Fox was transported by helicopter to Scottsdale Memorial Hospital, where he died. Another man in the pressing bay suffered second- and third-degree burns over the front half of his body. Five other people were injured, including a female TRW employee in a corridor about 25 feet from Bay Number 9. The explosion was so violent that it threw her five feet; she landed against a steel locker.

After the blast, investigators found the remains of a holocaust, and the evidence of wanton disregard of the most obvious of safety rules.

A "bag house," a small room containing the bin of sodium azide scraps, had been blown to bits. Unburned propellant lay everywhere; investigators found that the blast had thrown one door frame from the bag house more than 400 feet. An 80-pound panel from the bag house was thrown 158 feet.

The renovation of Pressing Bay Number 9 was carried out not by TRW employees, but by subcontractors who later said they hadn't worried about the possibility of a fire or an explosion. They said they hadn't worried because TRW was supposed to have completely cleaned the area before the project began.

The bay had been washed out by TRW personnel on September 2, two weeks before the blast. But when fire investigators requested the checklists that would show more recent cleanings of the area, TRW officials said they couldn't find them.

The subcontractors had another reason to feel safe working in Pressing Bay Number 9. Before beginning work, they had asked TRW inspectors to sign a "flame permit"--a document that tells outside workers it is safe to begin work that produces heat, sparks or an open flame. Two TRW employees had signed such a permit just a few minutes before the explosion.

A TRW supervisor who signed the permit later told fire investigators that he hadn't even been inside the pressing bay that morning. He said that he had inspected it on other days during the renovation, signing flame permits each time.

A TRW security officer who also signed the flame permit said he had been inside Pressing Bay Number 9 that morning, found no apparent dangers and assumed that the area was free of explosive material. When asked about the bag house and its dust bin full of sodium azide, the security guard had a puzzling reply: He didn't know what a bag house was.

Although the September 16 blast was the most serious so far at TRW's Mesa facilities, it is not an aberration. State, county and city records show that since 1989, at least 22 fires and explosions have rocked the two sites, injuring more than 20 people and in one case forcing the evacuation of nearby homes.

Such accidents seem to be the rule rather than the exception, not just at TRW's Mesa plants but at its manufacturing facilities all over North America.

According to federal, state and local sources, TRW plants in Mesa, Romeo, Michigan, and McMastersville, Quebec, have had at least 30 fires or explosions since 1988, in which at least 30 people have been injured.
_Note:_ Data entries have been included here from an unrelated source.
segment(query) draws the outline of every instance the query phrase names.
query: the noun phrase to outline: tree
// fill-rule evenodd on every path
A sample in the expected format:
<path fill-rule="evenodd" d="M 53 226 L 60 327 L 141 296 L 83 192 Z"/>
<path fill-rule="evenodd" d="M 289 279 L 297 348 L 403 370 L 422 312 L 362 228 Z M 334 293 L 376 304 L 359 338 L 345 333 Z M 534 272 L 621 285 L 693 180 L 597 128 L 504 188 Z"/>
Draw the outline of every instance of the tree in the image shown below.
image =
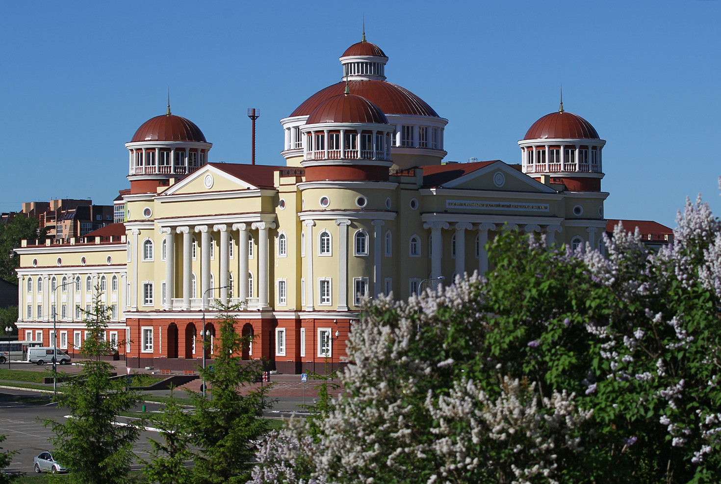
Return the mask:
<path fill-rule="evenodd" d="M 232 308 L 221 306 L 221 309 L 213 368 L 200 370 L 211 398 L 189 392 L 195 407 L 190 431 L 199 447 L 195 469 L 198 484 L 245 483 L 253 467 L 252 441 L 267 431 L 262 416 L 269 403 L 265 398 L 268 387 L 241 394 L 243 387 L 255 382 L 260 369 L 256 364 L 241 363 L 247 338 L 235 330 L 235 320 L 229 314 Z"/>
<path fill-rule="evenodd" d="M 487 279 L 368 303 L 320 439 L 271 434 L 253 482 L 720 482 L 721 223 L 678 222 L 658 254 L 503 234 Z"/>
<path fill-rule="evenodd" d="M 61 374 L 66 382 L 58 393 L 58 406 L 70 410 L 65 422 L 46 420 L 55 434 L 54 456 L 71 470 L 68 479 L 79 484 L 120 484 L 133 459 L 133 446 L 141 423 L 119 425 L 117 415 L 142 400 L 137 392 L 123 390 L 119 379 L 111 379 L 113 366 L 103 357 L 115 351 L 105 338 L 109 310 L 100 304 L 96 289 L 93 309 L 85 314 L 87 338 L 82 353 L 82 371 L 76 377 Z M 122 343 L 120 343 L 122 344 Z"/>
Fires and explosions were occurring so frequently at the Quebec plant, in fact, that in 1990 the Canadian government forced TRW and its Canadian partner to stop operations.

TRW's sodium azide headaches are not over. The company may face criminal charges in the explosion that killed Tony Fox. The lawsuit over his death and his co-worker's injuries is likely to be long and expensive. The Occupational Safety and Health Administration has yet to issue its own report on the blast. It's a safe bet that report will be short on good news for the company.

There may be one bright spot on TRW's horizon, however. Some of the company's waste-disposal problems may soon be alleviated. The installation of a thermal treatment unit at the Germann Road site finally will allow the company to deal with some of the sodium azide waste generated there.

Back when the company was asking for approval of its new air-bag plant, of course, no mention was made of plans to use it as a hazardous-waste-treatment facility.

State environmental regulators say oversight of the new unit is the responsibility of the City of Mesa.

Mesa officials say close regulation won't be necessary. They express confidence in the company's thermal treatment plan, and say it poses no hazard to workers or the surrounding community.